Slightly Stoopid 's latest album, "Slightly Not Stoned Enough To Eat Breakfast Yet Stoopid," puts the group's diverse influences front-and-center, according to guitarist, bassist and vocalist Miles Doughty.

"It's a mixture of everything," Doughty said in an interview with LiveDaily. "It has some previously recorded tracks that we did from our last couple studio sessions and some new jams that we recorded down in Miami. It's like the staple of Slightly Stoopid: it has a little bit of every style of music that we do from the reggae, to the hip-hop, the blues music, punk rock, metal. It's like every sound of Stoopid in one."

The album, which includes the previously released EP of the same name, is the basis for Slightly Stoopid's tour with Pepper , which kicks off Aug. 1. Both bands are encouraging fans to make a day of it and tailgate in venues' parking lots.

"It's going to be nuts," he said. "You know how they tailgate at the football games? That's what it's going to look like."

Formed in the early 1990s, Slightly Stoopid began as a punk band and slowly made its way through other genres.

"I think just as you get older, as a musician, you broaden your horizons with a little bit of everything," Doughty said. "It went from being the heavier stuff to more jammin' music, to the reggae and blues to the hip-hop stuff."

The group was signed to Skunk Records when its members were in high school by now-deceased Sublime frontman Bradley Nowell, the onetime owner of the label.

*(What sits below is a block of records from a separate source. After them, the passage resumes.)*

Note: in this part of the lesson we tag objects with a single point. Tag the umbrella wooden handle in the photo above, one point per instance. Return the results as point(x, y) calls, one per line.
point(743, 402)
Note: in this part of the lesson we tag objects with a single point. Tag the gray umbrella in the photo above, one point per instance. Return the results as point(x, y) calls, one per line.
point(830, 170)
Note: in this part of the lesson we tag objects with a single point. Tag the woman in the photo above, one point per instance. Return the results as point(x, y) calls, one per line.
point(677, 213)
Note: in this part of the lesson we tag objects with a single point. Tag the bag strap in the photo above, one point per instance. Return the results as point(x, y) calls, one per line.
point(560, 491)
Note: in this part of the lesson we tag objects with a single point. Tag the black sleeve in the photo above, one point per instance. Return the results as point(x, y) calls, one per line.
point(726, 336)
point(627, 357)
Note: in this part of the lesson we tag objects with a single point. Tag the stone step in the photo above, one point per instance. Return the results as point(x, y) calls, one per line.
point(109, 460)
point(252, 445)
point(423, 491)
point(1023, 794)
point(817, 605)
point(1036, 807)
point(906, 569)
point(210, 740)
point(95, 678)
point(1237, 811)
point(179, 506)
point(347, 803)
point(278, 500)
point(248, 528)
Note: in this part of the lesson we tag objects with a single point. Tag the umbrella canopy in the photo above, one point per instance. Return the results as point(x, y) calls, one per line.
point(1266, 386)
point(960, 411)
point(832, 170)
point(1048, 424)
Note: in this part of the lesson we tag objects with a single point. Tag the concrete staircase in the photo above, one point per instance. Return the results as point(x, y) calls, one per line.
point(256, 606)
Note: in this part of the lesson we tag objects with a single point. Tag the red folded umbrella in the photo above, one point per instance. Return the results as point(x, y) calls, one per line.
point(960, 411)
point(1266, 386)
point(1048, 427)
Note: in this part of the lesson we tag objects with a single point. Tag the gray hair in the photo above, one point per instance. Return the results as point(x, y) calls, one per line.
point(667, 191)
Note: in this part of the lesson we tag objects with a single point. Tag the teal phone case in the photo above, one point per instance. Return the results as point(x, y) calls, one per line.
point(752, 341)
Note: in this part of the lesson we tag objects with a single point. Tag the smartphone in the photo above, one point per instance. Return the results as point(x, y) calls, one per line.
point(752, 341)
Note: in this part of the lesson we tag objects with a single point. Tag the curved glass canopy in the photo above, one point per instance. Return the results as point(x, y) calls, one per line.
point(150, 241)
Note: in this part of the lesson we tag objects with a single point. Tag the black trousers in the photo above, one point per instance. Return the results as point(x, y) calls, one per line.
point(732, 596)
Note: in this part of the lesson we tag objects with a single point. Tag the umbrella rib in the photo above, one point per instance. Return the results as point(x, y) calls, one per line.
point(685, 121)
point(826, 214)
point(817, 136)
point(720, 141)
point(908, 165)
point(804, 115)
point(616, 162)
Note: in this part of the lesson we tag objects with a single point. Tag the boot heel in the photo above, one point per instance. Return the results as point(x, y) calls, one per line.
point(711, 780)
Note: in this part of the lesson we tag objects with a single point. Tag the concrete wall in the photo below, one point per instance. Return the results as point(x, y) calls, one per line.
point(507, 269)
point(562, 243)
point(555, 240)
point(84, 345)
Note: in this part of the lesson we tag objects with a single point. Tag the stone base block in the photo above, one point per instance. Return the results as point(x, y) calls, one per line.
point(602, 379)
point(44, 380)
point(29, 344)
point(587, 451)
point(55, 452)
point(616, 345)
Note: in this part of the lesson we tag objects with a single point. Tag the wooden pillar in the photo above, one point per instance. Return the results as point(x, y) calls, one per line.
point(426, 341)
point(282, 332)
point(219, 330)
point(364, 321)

"We were so stoked," Doughty said. "We were fans of Sublime. When they signed us to our label, it was like the band that you were listening to as a kid, that you looked up to, is helping us out, making your music. You couldn't be more happy at that point. It was pretty incredible. We were lucky, and it was awesome to get a foot in the door like that."

"Slightly Not Stoned Enough To Eat Breakfast Yet Stoopid," the group's ninth release for the label, was produced in part by the Butthole Surfers' Paul Leary.

"He's awesome," Doughty said. "He's a killer guitar player and a really good vibe to be around. He's always smiling and just getting into everything you're doing while you're recording. It's just cool to be around him. He's incredible. Just a really good guy. He's got a good mind for music."